Getting into the movie side of things, my notes indicate that one of the exhibits had a remarkable replica of a Star Wars Y-Wing starfighter. That sort of thing always stands out for me. It turns out that Apocalypse Now was the first movie in 5.1 surround sound.

Cinema Digital Sound (CDS) was discussed and Dick Tracy was mentioned as the first film to use it.

The exhibit had a laptop with a static screenshot of a piece of software known as Dolby Show Manager. From the look of it, the software is used in digital theaters to schedule the main movie feature as well as commercials, trailers, everything.
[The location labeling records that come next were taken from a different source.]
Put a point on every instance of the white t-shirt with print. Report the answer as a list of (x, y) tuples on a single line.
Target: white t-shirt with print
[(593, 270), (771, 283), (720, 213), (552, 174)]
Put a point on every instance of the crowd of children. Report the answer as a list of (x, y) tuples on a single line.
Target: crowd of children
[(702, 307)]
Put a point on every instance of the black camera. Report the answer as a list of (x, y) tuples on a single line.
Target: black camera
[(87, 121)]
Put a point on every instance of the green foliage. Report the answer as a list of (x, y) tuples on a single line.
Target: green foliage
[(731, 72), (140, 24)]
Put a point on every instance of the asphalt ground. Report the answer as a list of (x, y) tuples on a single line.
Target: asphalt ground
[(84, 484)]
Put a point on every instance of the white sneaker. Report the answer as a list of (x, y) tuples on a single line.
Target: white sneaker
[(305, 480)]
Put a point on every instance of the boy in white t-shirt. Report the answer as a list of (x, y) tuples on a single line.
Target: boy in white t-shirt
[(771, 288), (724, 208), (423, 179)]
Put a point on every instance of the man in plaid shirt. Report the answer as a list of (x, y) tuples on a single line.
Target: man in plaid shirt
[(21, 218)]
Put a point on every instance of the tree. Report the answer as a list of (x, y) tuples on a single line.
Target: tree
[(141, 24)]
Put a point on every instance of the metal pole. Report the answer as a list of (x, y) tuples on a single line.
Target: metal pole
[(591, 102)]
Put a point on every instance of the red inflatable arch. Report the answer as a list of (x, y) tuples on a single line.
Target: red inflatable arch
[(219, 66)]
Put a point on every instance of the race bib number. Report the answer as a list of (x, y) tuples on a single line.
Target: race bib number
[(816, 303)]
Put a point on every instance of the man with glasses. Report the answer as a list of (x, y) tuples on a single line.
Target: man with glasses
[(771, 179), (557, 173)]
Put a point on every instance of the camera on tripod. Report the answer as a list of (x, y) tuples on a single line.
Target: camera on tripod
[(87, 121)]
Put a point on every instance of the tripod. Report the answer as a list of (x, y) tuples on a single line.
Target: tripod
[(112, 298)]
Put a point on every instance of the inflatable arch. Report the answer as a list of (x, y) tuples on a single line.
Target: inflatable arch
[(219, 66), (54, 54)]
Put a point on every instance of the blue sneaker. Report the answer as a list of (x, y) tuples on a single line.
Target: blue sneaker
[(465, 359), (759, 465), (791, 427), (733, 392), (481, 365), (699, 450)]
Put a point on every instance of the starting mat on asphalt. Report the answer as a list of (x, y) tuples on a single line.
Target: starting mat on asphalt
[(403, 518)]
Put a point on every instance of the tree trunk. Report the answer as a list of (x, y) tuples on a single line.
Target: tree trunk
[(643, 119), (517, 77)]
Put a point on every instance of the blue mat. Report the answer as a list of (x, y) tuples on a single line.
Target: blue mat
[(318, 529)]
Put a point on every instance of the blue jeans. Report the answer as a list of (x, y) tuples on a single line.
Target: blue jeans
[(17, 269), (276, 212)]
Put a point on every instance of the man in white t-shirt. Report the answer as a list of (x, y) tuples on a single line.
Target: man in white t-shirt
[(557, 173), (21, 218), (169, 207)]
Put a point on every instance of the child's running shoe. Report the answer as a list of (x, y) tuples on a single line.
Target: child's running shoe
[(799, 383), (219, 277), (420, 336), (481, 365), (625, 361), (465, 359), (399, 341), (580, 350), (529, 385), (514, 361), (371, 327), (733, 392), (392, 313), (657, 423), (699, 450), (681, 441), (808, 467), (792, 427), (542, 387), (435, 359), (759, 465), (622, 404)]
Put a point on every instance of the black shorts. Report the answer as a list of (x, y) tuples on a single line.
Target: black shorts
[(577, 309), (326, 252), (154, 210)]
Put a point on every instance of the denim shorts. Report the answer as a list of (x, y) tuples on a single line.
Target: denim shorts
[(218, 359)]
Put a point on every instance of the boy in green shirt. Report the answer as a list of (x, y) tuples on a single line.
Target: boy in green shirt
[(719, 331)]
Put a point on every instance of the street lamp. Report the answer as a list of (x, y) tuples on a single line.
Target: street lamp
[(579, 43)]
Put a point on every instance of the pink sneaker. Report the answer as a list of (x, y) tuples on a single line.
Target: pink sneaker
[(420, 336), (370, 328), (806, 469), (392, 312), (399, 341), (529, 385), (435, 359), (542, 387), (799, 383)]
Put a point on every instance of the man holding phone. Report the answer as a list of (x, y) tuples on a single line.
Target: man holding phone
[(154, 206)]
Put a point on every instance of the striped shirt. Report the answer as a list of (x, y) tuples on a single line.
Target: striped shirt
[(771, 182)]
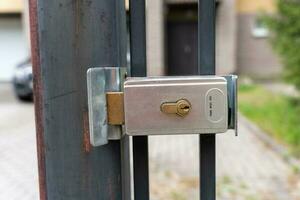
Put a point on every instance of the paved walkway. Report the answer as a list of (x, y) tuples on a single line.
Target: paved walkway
[(18, 161), (246, 168)]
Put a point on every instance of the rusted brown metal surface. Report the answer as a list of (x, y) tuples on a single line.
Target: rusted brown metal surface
[(38, 97), (68, 37)]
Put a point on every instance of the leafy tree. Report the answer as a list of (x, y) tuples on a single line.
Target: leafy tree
[(285, 29)]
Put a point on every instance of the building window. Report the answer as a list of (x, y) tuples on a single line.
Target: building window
[(259, 29)]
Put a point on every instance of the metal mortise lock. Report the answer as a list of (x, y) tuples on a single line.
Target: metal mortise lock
[(158, 105)]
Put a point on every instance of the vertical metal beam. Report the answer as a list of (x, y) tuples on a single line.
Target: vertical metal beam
[(138, 69), (206, 66), (68, 37)]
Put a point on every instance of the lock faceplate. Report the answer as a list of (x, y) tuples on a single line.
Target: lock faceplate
[(145, 97)]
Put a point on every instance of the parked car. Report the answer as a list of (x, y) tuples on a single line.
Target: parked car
[(22, 81)]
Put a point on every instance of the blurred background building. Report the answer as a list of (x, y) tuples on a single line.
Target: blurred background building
[(14, 43), (242, 44), (241, 38)]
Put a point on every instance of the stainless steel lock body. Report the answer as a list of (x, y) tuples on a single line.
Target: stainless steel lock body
[(207, 112), (158, 105)]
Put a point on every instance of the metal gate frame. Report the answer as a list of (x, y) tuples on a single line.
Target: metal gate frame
[(68, 37)]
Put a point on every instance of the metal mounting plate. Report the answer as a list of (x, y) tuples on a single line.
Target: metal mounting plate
[(100, 81)]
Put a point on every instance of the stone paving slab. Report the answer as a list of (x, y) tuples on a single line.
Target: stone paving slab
[(246, 167), (18, 160)]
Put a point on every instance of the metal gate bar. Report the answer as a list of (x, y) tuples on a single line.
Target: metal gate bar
[(138, 69), (68, 37), (206, 66)]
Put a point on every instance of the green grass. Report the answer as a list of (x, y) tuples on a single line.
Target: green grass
[(276, 114)]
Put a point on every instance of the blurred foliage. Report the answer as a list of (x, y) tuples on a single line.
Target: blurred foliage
[(276, 114), (285, 29)]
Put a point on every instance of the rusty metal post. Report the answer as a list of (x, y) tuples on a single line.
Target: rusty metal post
[(67, 38)]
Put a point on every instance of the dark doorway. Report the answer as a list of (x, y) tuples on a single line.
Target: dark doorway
[(181, 39)]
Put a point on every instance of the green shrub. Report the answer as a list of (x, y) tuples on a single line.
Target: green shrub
[(285, 37)]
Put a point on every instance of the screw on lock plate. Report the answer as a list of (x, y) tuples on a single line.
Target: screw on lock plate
[(182, 107)]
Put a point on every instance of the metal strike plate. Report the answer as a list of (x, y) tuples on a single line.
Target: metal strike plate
[(100, 81), (144, 97)]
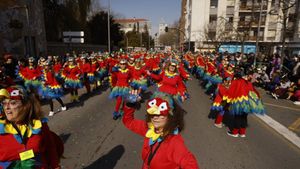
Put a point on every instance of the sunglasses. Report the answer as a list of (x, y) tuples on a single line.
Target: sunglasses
[(11, 103)]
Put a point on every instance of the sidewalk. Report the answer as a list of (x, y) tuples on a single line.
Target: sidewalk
[(282, 111)]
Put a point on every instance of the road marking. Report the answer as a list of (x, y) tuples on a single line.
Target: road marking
[(295, 126), (282, 130), (284, 107)]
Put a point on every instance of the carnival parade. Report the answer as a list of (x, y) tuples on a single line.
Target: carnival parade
[(85, 88)]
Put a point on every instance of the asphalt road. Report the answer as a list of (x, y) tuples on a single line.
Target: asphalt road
[(94, 141)]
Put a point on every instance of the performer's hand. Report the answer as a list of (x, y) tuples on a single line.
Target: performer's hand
[(182, 98), (148, 72)]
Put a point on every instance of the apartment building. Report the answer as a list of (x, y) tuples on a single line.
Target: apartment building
[(210, 22), (129, 24)]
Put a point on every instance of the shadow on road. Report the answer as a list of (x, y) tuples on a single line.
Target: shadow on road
[(85, 96), (64, 137), (109, 160)]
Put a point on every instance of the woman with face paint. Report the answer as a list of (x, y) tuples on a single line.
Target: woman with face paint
[(121, 77), (26, 141), (170, 82), (31, 75), (51, 89), (163, 144), (71, 75)]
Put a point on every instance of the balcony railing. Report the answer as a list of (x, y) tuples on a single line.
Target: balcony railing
[(248, 8), (253, 38), (253, 24)]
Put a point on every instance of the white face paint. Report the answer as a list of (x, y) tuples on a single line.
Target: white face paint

Finally, perhaps the most well-specified — yet still mysterious — artifact I encountered was a hard drive that contains the first “DD-Cinema film”. I’m not sure what DD-Cinema is exactly. The HD listed a date of 2004 and had the following specs: “San Jose version, 2.39:1 unsqueezed 1920×803 letterbox, P3 color space, 5.1 surround EX ePCM, encrypted 100 Mbps, packaged for sys 1.0.4”. That’s all I know. It didn’t even indicate what the movie was.

The only other notable bit of multimedia from my trip was at the Beethoven Haus in Bonn, Germany. There is a studio with many specially configured PCs for studying Beethoven’s music. A firefox web browser is the primary vehicle for this. At some points, it would launch an external program for playing RealAudio or MP3 files. What did it use? Why, it’s Media Player Classic, v6.4.8.2. Particularly nifty, though, was being able to follow along with the music on original sheet music showcased through Flash. It all got me to thinking about music notation in the context of information coding theory.